Silberg's aim is the deconstruction of the 21st century's most common visual currency -- digital images. To make his computer-based photographs and video, he breaks pictures down to their tiniest element: the pixel.
Silberg's even got a name for what he does. He calls it "pixel lapse photography."
When I visited Silberg's soon-to-be-studio in the basement of his brand-new house (he hadn't moved in yet), he walked me through the process. He'd brought along two computers, some images and a photo booth that he uses in exhibitions of his work. The booth -- actually more of a console, featuring a monitor and a single red button that users press to begin shooting -- is the centerpiece of the pixel lapse process.
Silberg took a seat and pressed the red button. A series of prompts appeared. (Get Ready! 3-2-1.) Then the computer's webcam begin assembling Silberg's portrait . . . .one pixel at a time. First, a pixel appeared at the top left of the screen. Then the image grew, moving horizontally until it hit the far right edge of the screen. From there, it begin again one line down, the image growing steadily from top to bottom, left to right. It took a minute and a half for the screen to fill.
But here's the catch: as each pixel displays on screen, it registers what's in front of the camera at that exact moment.
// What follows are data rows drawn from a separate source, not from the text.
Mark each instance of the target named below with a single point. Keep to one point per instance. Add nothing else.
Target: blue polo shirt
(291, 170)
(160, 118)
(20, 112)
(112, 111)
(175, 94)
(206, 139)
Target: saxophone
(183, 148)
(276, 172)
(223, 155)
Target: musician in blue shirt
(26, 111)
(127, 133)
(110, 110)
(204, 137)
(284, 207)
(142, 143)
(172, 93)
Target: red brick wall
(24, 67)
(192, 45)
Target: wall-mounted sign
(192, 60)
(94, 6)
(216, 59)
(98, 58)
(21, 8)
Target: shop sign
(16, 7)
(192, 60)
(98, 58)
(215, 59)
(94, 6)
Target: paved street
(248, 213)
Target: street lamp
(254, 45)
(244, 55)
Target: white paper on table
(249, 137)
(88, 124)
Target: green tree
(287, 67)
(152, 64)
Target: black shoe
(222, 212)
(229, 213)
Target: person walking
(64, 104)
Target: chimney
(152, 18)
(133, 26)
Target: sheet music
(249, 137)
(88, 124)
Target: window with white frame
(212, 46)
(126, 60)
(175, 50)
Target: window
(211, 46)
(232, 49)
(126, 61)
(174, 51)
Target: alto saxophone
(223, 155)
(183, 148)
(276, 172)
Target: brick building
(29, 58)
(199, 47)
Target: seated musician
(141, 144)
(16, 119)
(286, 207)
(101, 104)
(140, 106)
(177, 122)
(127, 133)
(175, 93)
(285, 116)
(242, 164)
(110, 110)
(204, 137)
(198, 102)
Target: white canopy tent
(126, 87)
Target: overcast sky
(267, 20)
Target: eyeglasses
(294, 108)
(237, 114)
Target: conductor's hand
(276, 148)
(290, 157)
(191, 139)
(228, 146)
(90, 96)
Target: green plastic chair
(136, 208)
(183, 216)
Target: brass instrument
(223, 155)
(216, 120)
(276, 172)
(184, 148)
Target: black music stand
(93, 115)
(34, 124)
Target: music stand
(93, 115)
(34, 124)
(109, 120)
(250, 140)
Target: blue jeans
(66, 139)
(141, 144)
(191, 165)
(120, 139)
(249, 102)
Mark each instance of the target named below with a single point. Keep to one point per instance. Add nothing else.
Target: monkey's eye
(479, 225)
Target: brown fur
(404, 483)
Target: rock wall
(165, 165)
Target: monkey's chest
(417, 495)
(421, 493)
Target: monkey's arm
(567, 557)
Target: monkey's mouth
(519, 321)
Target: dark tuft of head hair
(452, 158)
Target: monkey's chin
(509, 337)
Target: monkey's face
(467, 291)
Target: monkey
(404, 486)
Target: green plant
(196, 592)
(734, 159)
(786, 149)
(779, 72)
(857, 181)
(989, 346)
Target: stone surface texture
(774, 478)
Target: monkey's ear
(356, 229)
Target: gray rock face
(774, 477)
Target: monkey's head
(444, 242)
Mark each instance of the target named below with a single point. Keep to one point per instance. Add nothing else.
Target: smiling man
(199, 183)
So if you move -- even a little -- you'll blur your picture. And if you intentionally move, as Silberg showed me in his demonstration, then your final product can have a dizzying, almost kaleidoscopic appearance. (Exhibition visitors get to take home a copy of their prints. See all of Silberg's pictures at www.pixel-lapse.com.)
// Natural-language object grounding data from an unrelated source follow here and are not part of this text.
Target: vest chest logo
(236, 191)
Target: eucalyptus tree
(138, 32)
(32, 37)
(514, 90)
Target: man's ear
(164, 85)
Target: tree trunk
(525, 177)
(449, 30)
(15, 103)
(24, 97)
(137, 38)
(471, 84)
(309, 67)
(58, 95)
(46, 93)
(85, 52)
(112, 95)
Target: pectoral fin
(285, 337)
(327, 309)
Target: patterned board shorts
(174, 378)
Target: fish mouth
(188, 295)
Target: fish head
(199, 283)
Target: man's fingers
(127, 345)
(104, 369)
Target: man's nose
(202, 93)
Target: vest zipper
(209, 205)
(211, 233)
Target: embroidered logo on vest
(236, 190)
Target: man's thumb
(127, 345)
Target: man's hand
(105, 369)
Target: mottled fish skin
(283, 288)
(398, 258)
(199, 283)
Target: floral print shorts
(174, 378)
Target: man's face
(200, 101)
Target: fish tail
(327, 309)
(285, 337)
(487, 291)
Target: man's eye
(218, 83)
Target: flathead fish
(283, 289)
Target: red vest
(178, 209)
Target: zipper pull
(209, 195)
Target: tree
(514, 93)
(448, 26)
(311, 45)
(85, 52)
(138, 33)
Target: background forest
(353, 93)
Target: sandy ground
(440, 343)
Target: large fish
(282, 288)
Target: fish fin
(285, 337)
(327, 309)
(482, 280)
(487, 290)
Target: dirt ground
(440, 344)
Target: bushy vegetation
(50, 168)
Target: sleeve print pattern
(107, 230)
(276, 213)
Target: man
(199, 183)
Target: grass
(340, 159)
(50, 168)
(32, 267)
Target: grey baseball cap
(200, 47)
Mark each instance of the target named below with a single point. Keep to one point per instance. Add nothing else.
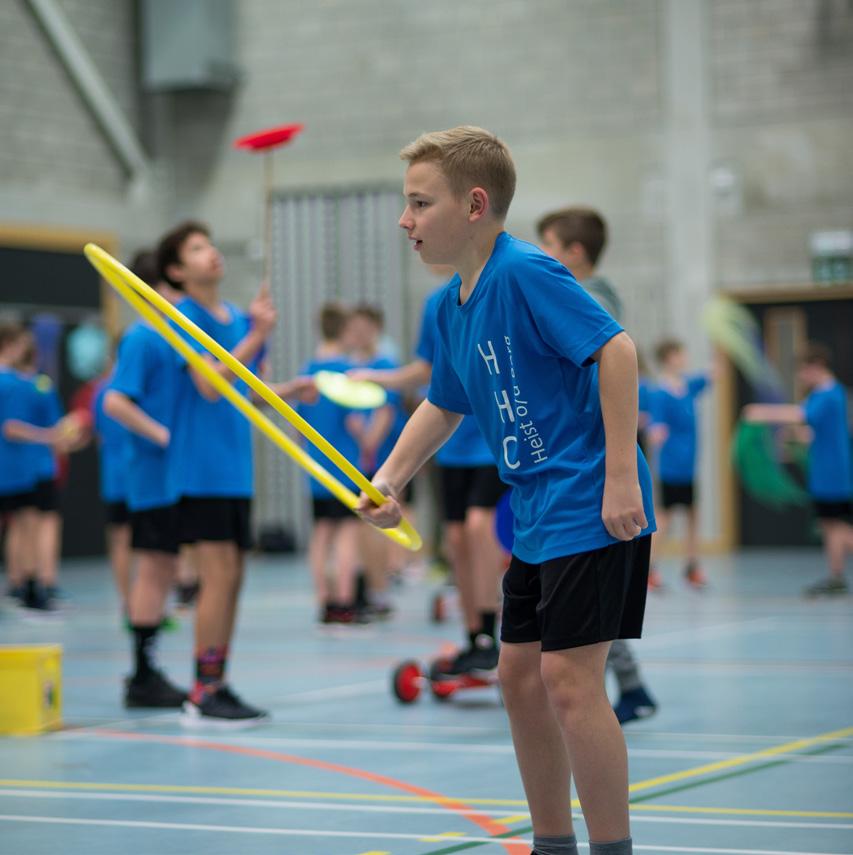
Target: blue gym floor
(750, 752)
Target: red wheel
(439, 609)
(406, 682)
(442, 691)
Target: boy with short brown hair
(552, 381)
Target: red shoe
(695, 576)
(655, 579)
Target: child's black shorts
(215, 519)
(330, 509)
(156, 530)
(46, 496)
(117, 513)
(672, 495)
(842, 510)
(466, 487)
(578, 599)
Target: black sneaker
(152, 690)
(831, 587)
(186, 595)
(36, 599)
(223, 709)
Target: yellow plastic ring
(143, 299)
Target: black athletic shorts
(466, 487)
(579, 599)
(45, 496)
(672, 495)
(330, 509)
(156, 530)
(215, 519)
(842, 510)
(117, 513)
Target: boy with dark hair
(675, 429)
(142, 396)
(576, 237)
(334, 536)
(211, 463)
(552, 381)
(824, 410)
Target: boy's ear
(175, 272)
(479, 202)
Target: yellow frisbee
(143, 299)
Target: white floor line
(329, 807)
(504, 749)
(370, 835)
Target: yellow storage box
(30, 688)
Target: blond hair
(469, 157)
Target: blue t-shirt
(395, 401)
(17, 401)
(148, 372)
(45, 410)
(677, 459)
(518, 354)
(113, 449)
(212, 440)
(466, 447)
(329, 419)
(829, 453)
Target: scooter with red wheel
(410, 679)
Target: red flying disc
(270, 138)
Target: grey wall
(714, 134)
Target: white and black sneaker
(221, 709)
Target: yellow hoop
(142, 297)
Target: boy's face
(201, 261)
(437, 221)
(569, 256)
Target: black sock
(143, 646)
(488, 621)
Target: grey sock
(614, 847)
(566, 845)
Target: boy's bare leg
(837, 541)
(220, 565)
(118, 546)
(459, 551)
(346, 558)
(48, 544)
(538, 740)
(574, 681)
(154, 578)
(318, 552)
(691, 540)
(488, 561)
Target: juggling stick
(144, 299)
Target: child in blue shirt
(334, 537)
(830, 482)
(142, 397)
(552, 380)
(211, 469)
(675, 430)
(577, 237)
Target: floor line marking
(452, 805)
(373, 797)
(387, 809)
(311, 832)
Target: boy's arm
(118, 406)
(263, 313)
(622, 508)
(425, 432)
(411, 376)
(774, 414)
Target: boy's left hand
(622, 509)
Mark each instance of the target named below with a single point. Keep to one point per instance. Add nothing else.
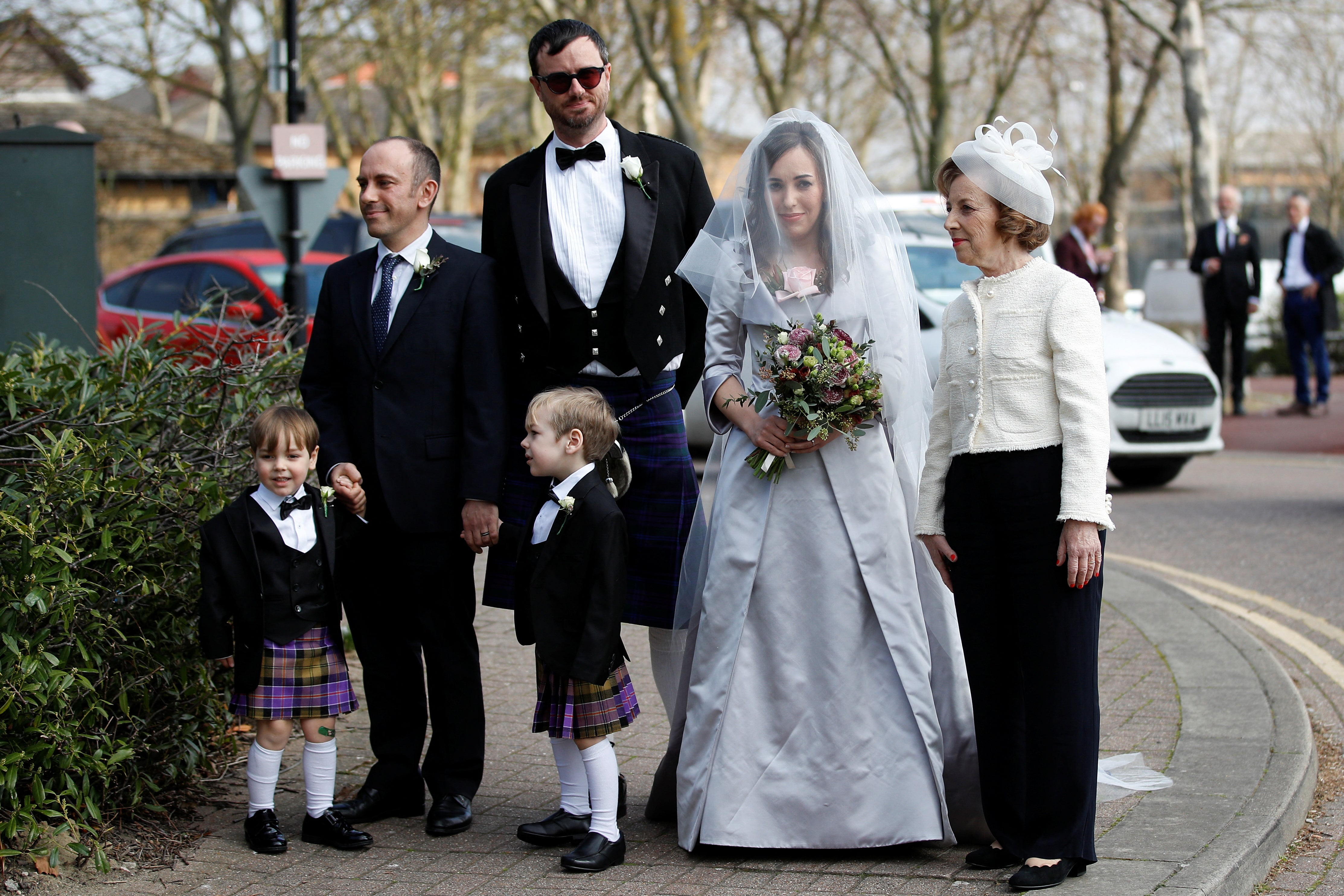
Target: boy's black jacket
(230, 588)
(570, 589)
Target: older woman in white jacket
(1014, 505)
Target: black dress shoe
(992, 858)
(373, 804)
(331, 829)
(1048, 876)
(263, 834)
(449, 816)
(595, 853)
(557, 829)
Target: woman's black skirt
(1031, 652)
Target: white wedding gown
(827, 703)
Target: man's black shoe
(331, 829)
(449, 816)
(991, 858)
(1048, 876)
(373, 804)
(263, 834)
(595, 853)
(557, 829)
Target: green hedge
(108, 465)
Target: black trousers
(410, 601)
(1224, 317)
(1031, 653)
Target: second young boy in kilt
(269, 612)
(569, 600)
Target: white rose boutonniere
(634, 171)
(426, 266)
(328, 495)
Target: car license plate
(1168, 420)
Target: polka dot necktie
(384, 301)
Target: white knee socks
(604, 788)
(319, 776)
(569, 762)
(263, 774)
(667, 648)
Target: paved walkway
(1143, 706)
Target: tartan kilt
(304, 679)
(658, 508)
(573, 709)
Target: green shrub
(108, 467)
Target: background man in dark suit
(404, 378)
(588, 246)
(1311, 260)
(1227, 257)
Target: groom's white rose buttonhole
(634, 171)
(426, 266)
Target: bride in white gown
(827, 702)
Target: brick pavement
(1140, 713)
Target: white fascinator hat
(1011, 171)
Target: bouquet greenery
(822, 383)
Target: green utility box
(49, 231)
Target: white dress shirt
(404, 273)
(1295, 265)
(546, 516)
(299, 530)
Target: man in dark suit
(588, 230)
(1227, 258)
(1311, 261)
(404, 378)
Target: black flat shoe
(557, 829)
(263, 834)
(595, 853)
(373, 804)
(1048, 876)
(449, 816)
(331, 829)
(992, 858)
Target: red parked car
(218, 296)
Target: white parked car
(1166, 405)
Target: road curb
(1245, 762)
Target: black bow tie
(566, 158)
(292, 504)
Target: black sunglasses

Not only is Silberg breaking down the image and showing us how it's made, he's also adding the element of time to a medium that usually captures a single static instant. These long exposures recall the endless waits of 19th-century daguerreotype sitters.
Yet pixel lapse is also a very 21st-century way to undermine the instantaneousness of image-making. For Silberg, these and other experiments (past works included sound elements, too) are a way for us to experience and understand the fragility of digital information. His latest work involves digital video, to which he hopes to apply similar concepts.
Steve, your ideas are intriguing, but I'm concerned. Your souped-up photo booth, while groovy and fun, may not convey the depth of your concept. Visitors leave with a picture. But do they leave understanding your aim? Your latest inroads into video sound promising, though. Keep on keeping on!